I’ve been integrating the Microsoft Cognitive Services Text-to-speech thingy, to make a little web API that can speak Vietnamese.
Take a look at this sample code for using the microsoft-cognitiveservices-speech-sdk
npm package (I’ve snipped some stuff for brevity):
var sdk = require("microsoft-cognitiveservices-speech-sdk");
// This example requires environment variables named "SPEECH_KEY" and "SPEECH_REGION"
const speechConfig = sdk.SpeechConfig.fromSubscription(process.env.SPEECH_KEY, process.env.SPEECH_REGION);
const audioConfig = sdk.AudioConfig.fromAudioFileOutput("audio.wav");
// The language of the voice that speaks.
speechConfig.speechSynthesisVoiceName = "en-US-JennyNeural";
// Create the speech synthesizer.
var synthesizer = new sdk.SpeechSynthesizer(speechConfig, audioConfig);
var text = "You have selected Microsoft Sam as the Computer's default voice.";
// Start the synthesizer and wait for a result.
synthesizer.speakTextAsync(text,
function (result) {
if (result.reason === sdk.ResultReason.SynthesizingAudioCompleted) {
console.log("Synthesis finished.");
} else {
console.error("Speech synthesis canceled, " + result.errorDetails);
}
synthesizer.close();
synthesizer = null;
},
function (err) {
console.trace("err - " + err);
synthesizer.close();
synthesizer = null;
}
);
console.log("Now synthesizing to: " + audioFile);
The problem
The example synthesizer
object only produces values in its callbacks.
If you wrap this code sample in a speak(text)
function, then it will return before the values you want are “ready”. You can’t directly return
the outcome; you’d have to either match its old-school vibes and pass a cb
callback argument, or if you were hoisting it into express, perhaps you’d pass in the express response
object so that your speak
function can directly return a web response.
Rubbish solutions!!
ObviouslY we want to wrap it in a Promise so that we can provide a dead simple awaitable interface for an async route handler to use:
app.get("/create/:text", async (req, res) => {
const result = await speak(req.params.text);
return res.json(result);
});
Trading callbacks for a Promise
But how do we get a Promise out of this mess?

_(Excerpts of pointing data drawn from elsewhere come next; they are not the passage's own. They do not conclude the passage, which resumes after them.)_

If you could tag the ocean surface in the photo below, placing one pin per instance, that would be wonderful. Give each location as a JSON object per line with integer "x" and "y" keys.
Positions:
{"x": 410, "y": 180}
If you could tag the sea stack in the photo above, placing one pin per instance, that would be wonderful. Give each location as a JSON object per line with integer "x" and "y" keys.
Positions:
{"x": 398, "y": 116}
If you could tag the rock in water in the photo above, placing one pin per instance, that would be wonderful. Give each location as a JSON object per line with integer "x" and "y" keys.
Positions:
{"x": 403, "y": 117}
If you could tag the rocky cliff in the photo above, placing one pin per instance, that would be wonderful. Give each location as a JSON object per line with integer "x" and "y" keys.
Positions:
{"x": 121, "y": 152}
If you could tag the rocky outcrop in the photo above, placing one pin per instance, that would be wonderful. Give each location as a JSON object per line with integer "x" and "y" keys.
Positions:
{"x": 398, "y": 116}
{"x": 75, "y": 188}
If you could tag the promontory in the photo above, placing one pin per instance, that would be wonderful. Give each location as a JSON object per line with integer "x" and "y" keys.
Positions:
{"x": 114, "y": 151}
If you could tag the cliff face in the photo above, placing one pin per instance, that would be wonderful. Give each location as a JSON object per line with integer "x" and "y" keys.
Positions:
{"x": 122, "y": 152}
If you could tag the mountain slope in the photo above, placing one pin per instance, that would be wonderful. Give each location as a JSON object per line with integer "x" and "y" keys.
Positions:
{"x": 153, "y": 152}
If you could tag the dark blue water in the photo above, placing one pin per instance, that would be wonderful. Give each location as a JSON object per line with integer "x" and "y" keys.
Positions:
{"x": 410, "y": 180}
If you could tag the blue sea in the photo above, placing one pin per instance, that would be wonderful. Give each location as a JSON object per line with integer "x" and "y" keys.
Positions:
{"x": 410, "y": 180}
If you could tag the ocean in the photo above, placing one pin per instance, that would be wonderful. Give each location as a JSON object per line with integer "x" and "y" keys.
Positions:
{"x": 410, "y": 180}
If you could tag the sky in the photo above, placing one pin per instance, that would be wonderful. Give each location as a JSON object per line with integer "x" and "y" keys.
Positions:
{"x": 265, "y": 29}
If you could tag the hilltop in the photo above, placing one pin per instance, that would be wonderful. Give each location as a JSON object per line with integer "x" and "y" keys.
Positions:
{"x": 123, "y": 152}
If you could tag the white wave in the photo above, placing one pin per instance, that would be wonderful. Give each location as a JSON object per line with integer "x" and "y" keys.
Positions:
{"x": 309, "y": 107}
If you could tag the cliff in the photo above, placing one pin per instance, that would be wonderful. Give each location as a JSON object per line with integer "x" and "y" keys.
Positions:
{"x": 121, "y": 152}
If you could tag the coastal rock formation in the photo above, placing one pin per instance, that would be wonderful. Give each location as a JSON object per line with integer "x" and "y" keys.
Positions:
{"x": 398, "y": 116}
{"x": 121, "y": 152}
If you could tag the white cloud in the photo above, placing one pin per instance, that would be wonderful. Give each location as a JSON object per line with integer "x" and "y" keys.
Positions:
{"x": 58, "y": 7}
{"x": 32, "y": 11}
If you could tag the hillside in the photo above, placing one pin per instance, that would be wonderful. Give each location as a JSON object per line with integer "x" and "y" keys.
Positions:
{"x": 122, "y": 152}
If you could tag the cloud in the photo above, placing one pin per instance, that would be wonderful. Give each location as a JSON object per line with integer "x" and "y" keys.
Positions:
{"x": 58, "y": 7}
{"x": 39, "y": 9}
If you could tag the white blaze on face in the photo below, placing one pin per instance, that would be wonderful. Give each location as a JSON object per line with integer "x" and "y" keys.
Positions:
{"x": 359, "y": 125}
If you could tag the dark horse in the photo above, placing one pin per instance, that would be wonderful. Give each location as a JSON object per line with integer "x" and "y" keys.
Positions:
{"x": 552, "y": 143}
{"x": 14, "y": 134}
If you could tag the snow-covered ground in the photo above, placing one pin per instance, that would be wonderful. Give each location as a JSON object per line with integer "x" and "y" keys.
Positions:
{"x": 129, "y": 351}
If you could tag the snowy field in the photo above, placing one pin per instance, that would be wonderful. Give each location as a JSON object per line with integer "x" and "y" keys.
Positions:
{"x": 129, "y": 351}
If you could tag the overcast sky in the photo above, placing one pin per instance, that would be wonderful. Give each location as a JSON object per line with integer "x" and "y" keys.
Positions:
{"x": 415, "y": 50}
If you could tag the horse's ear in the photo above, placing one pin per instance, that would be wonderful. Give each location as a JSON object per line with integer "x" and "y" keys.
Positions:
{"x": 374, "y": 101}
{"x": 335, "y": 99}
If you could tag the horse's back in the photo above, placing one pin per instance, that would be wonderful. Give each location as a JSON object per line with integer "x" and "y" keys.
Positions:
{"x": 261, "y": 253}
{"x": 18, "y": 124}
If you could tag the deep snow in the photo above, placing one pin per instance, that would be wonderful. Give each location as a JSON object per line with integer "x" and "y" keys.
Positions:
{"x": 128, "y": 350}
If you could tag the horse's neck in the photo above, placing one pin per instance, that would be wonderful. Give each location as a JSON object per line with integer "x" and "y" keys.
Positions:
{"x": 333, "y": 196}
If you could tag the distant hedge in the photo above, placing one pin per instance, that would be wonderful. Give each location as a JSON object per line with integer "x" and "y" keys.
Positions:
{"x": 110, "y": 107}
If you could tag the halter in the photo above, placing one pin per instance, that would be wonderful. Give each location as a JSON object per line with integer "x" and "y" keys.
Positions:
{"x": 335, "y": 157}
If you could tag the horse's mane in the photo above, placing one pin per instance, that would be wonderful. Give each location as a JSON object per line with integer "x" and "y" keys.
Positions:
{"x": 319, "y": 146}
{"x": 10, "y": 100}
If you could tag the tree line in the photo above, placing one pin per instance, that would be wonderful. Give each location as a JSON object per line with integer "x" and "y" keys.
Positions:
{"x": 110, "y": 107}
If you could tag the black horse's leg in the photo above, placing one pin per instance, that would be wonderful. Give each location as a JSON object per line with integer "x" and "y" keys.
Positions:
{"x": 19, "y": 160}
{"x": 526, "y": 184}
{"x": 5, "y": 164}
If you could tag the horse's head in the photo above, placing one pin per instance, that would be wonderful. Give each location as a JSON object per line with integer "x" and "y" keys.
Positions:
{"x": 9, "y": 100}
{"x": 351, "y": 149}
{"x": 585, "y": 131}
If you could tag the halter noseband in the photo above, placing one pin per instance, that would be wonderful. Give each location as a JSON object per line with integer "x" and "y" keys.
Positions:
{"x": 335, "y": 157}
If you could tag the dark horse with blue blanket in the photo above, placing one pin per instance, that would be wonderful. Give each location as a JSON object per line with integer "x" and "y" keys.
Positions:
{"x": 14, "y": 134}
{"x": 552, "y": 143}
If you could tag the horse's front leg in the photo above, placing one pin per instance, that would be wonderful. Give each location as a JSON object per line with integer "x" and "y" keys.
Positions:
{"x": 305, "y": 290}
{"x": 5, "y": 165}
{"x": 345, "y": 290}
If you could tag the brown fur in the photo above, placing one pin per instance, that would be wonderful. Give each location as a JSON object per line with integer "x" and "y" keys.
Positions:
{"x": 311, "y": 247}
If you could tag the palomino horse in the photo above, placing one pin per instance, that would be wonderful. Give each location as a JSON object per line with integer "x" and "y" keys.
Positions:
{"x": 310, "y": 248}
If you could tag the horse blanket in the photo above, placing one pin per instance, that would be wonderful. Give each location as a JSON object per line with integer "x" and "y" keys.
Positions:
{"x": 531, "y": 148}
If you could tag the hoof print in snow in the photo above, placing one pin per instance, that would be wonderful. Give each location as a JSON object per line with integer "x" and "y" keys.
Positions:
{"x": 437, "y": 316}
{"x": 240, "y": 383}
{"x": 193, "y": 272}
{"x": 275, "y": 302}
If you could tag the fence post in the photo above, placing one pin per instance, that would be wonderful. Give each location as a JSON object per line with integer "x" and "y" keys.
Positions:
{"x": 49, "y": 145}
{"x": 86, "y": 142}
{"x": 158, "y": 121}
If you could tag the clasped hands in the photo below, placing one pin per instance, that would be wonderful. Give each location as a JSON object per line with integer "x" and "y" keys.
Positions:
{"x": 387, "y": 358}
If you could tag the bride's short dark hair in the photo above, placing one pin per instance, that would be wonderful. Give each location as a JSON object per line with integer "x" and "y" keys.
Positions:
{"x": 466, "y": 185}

- Wrap the insides of the new function in
return new Promise((resolve, reject) => { ... }
- Anywhere you want to return a success, invoke
resolve(someResponseObject)
- Anywhere you want to handle an error, invoke
reject(someErrorObject)
That’s it! Your new method is then-able and async!
export const speak = (text) => {
return new Promise((resolve, reject) => {
const audioFileName = "audio.wav";
if (!process.env.SPEECH_KEY || !process.env.SPEECH_REGION)
{
const resultModel = {
"Status" : "Error",
"Error" : "Unable to connect to speech server"
}
reject(resultModel);
}
try {
// Connect SDK
const speechConfig = sdk.SpeechConfig.fromSubscription(
process.env.SPEECH_KEY,
process.env.SPEECH_REGION
);
const audioConfig = sdk.AudioConfig.fromAudioFileOutput(audioFileName);
speechConfig.speechSynthesisVoiceName = "en-US-JennyNeural";
// Create the speech synthesizer.
var synthesizer = new sdk.SpeechSynthesizer(speechConfig, audioConfig);
synthesizer.speakTextAsync(
text,
function (result) {
synthesizer.close();
synthesizer = null;
const resultModel = {
"Status" : "OK",
"Text" : text,
"Audio" : audioFileName,
"ResultID" : result.resultId
}
resolve(resultModel);
},
function (err) {
synthesizer.close();
synthesizer = null;
const resultModel = {
"Status" : "Error",
"Error" : err
}
reject(resultModel);
}
);
} catch (error) {
const resultModel = {
"Status" : "Error",
"Error" : error
}
reject(resultModel);
}
});
};
Isn’t that cool?
As usual, I basically got this all from the great Promise examples on MDN.
I wish you growth and harmony this summertime 🌼